Your memory address analysis appears correct to me.
However, since the warp size is 32 and devices of compute capability >=2.0 perform shared memory accesses a warp at a time, for ng=2 you have a bank conflict between 1st and 2nd row. Both rows access banks 0 and 1, thus the conflict.

tera, Thanks for checking and clarifying things. But I still don’t think my problem is solved (or that I understand what is going on…):

  1. I thought that with a blockDim.x of 16, only 16 threads would be active within a warp. However, if I set itot=16, jtot=2 (with the same size thread block) only one warp is active, in which case I could understand the bank conflict.
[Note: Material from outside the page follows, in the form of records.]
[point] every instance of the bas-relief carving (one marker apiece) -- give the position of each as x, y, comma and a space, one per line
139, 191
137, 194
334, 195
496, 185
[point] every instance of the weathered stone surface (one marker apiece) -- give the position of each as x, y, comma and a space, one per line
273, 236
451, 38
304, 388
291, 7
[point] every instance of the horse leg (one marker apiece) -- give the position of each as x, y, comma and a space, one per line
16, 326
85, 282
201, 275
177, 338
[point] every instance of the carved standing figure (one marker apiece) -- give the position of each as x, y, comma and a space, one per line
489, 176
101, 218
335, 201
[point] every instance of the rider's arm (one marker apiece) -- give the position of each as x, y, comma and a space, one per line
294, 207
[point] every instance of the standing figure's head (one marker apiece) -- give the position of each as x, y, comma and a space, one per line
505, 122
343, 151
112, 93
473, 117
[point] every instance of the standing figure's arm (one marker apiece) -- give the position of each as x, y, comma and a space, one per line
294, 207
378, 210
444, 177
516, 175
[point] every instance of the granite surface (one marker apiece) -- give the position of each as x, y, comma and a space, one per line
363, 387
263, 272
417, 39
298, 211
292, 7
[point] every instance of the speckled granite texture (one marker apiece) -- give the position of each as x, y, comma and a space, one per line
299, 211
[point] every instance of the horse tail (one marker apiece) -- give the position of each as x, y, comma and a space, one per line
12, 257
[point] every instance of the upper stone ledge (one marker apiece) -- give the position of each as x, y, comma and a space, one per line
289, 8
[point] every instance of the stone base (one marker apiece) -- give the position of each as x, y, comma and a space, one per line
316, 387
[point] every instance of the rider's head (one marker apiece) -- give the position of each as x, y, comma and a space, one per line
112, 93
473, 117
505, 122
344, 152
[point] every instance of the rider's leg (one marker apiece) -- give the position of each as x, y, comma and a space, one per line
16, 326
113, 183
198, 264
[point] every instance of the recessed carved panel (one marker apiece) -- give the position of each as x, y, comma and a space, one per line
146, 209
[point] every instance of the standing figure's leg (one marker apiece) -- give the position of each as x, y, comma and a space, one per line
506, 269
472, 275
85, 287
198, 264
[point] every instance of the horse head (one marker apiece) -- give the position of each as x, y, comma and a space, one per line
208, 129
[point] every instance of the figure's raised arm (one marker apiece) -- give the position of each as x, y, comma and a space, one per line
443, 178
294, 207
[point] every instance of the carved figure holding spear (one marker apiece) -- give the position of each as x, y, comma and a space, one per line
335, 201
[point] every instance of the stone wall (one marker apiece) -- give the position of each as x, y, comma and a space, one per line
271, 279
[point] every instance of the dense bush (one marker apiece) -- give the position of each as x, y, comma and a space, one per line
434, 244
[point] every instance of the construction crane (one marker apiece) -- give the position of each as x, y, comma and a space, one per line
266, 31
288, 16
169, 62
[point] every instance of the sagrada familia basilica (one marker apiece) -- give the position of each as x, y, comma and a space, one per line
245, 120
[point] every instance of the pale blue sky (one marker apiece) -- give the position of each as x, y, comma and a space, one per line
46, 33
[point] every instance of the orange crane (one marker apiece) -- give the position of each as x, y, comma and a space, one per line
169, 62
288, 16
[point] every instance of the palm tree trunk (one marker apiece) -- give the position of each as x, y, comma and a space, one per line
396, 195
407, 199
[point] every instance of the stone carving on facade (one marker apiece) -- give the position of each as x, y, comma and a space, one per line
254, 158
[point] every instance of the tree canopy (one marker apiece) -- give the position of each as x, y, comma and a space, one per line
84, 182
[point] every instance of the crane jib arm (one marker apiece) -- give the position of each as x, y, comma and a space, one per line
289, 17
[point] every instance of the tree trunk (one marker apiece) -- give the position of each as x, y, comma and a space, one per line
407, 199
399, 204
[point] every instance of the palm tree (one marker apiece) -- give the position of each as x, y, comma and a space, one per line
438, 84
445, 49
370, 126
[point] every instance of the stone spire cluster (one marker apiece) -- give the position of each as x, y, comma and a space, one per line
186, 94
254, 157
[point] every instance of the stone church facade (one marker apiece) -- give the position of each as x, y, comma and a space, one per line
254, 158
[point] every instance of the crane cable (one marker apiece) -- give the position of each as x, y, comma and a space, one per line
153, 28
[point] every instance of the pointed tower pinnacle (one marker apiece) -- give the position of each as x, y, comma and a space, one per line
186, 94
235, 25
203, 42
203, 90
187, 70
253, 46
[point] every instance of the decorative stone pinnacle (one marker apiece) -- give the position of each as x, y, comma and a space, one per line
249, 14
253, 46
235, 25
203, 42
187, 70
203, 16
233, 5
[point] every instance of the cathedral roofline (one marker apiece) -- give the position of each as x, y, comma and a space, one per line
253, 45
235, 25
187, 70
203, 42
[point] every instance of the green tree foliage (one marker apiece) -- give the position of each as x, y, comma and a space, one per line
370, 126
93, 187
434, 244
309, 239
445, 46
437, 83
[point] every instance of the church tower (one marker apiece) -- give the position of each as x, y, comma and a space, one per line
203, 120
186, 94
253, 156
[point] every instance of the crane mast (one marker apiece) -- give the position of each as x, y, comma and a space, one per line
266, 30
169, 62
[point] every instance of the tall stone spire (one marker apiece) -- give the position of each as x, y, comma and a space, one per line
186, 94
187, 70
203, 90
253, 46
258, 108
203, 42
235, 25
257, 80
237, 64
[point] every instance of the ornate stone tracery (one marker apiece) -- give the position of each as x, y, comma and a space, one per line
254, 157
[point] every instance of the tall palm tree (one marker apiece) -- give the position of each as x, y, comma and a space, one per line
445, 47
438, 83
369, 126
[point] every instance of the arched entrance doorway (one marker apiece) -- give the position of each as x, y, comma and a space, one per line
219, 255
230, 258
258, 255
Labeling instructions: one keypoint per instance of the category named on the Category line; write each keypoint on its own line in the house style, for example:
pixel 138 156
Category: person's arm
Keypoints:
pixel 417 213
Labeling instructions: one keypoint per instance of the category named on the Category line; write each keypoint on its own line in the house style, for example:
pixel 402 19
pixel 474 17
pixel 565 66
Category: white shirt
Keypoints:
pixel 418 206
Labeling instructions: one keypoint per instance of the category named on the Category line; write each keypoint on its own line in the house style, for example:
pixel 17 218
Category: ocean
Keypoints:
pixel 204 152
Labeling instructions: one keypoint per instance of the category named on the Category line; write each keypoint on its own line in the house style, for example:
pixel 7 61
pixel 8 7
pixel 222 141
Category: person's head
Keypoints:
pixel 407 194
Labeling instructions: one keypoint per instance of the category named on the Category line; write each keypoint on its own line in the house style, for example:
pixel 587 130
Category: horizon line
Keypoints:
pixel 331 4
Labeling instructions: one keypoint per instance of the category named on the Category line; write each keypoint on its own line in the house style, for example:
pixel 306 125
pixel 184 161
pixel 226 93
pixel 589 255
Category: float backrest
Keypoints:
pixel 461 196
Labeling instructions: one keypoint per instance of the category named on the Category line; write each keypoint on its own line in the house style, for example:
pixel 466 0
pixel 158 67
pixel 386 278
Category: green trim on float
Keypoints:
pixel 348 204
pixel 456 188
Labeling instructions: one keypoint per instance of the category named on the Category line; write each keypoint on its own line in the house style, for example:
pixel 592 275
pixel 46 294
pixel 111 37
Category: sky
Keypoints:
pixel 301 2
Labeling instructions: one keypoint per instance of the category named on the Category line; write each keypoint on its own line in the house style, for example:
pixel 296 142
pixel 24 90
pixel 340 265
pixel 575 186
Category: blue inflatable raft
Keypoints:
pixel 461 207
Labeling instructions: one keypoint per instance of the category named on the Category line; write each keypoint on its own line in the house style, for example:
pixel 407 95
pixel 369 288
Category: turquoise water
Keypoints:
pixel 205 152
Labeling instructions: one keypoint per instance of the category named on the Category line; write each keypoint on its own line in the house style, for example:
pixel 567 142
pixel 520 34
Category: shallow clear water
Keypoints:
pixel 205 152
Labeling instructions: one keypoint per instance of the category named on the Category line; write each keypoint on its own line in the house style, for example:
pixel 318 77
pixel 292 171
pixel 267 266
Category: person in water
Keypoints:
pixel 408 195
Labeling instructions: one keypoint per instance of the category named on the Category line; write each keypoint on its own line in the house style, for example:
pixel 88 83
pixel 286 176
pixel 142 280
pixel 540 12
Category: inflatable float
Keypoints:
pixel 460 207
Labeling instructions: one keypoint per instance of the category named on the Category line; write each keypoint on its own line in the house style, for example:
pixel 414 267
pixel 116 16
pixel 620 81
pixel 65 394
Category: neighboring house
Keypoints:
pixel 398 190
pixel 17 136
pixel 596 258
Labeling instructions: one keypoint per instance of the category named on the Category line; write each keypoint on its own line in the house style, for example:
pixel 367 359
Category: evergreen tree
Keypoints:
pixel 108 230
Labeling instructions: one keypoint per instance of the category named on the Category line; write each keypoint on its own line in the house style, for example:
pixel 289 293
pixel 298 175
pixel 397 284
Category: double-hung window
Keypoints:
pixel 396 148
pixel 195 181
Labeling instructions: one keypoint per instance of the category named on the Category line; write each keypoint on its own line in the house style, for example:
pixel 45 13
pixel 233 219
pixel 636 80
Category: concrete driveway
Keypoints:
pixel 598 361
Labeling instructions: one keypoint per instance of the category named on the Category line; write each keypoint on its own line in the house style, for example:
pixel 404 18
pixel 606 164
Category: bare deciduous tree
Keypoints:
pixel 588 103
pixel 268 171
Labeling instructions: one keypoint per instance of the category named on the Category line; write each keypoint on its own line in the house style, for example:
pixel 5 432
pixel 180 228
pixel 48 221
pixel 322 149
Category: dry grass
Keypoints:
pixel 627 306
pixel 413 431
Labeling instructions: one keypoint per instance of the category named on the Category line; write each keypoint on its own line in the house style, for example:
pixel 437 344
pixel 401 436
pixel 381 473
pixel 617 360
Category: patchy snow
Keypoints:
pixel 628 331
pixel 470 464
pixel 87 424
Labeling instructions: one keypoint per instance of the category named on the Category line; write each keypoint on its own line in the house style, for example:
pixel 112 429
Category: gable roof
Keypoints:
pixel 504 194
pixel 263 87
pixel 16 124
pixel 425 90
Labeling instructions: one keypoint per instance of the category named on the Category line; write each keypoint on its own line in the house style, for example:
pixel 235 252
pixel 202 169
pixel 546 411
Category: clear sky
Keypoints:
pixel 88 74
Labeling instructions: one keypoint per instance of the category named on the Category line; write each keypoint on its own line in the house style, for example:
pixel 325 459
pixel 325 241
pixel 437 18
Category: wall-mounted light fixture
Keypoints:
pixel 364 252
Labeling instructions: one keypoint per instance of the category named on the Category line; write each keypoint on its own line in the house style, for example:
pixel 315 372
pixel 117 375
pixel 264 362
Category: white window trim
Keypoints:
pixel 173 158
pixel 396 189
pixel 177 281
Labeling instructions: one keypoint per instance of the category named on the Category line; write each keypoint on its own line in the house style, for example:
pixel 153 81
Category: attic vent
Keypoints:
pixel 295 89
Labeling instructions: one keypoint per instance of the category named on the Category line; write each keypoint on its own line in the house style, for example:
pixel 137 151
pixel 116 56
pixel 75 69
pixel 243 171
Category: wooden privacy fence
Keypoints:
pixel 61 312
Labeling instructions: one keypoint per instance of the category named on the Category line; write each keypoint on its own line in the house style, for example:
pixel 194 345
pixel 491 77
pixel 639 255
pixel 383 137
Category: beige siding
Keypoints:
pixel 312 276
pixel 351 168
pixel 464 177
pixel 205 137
  2. I checked it for the last example (itot=32, with also a thread block width of 32):

ng=2
1st row (threadIdx.y=0) has ij = 00 .. 31, ijs = 00 .. 31 in banks 00..31
2nd row (threadIdx.y=1) has ij = 32 .. 63, ijs = 34 .. 65 in banks 02..31 + 00..01
3rd row (threadIdx.y=2) has ij = 46 .. 95, ijs = 68 .. 99 in banks 04..31 + 00..03

NVVP gives me the same warning, but I again don’t understand how this could cause a bank conflict?

Disregard my last post, I forgot to set the size of the shared memory banks. With:

cudaDeviceSetSharedMemConfig(cudaSharedMemBankSizeEightByte);

It works for the second example. Great!

Not the case. Warps are always composed of 32 threads. Assuming your threadblock has 32 or more threads total, the first warp will always be 32 active threads. The assembly order of threads into a warp is covered in the programming guide.

http://docs.nvidia.com/cuda/cuda-c-programming-guide/index.html#thread-hierarchy

The only devices for which shared memory considerations were in the context of a half-warp is cc1.x devices. All other devices consider shared memory access conflicts within the scope of a full 32-thread warp.

64-bit bank mode is available on cc 3.5 and higher devices. 64-bit bank mode does not contravene the above statement, because, as stated in the programming guide:

“Successive 64-bit words map to successive banks.”

Therefore, even 64-bit accesses by all threads do not necessarily generate bank conflicts (in 64-bit bank mode) because the actual bank definition (byte granularity) changes.

Thanks for clarifying that. I’ll play a bit more with my minimal example to try to fully understand things.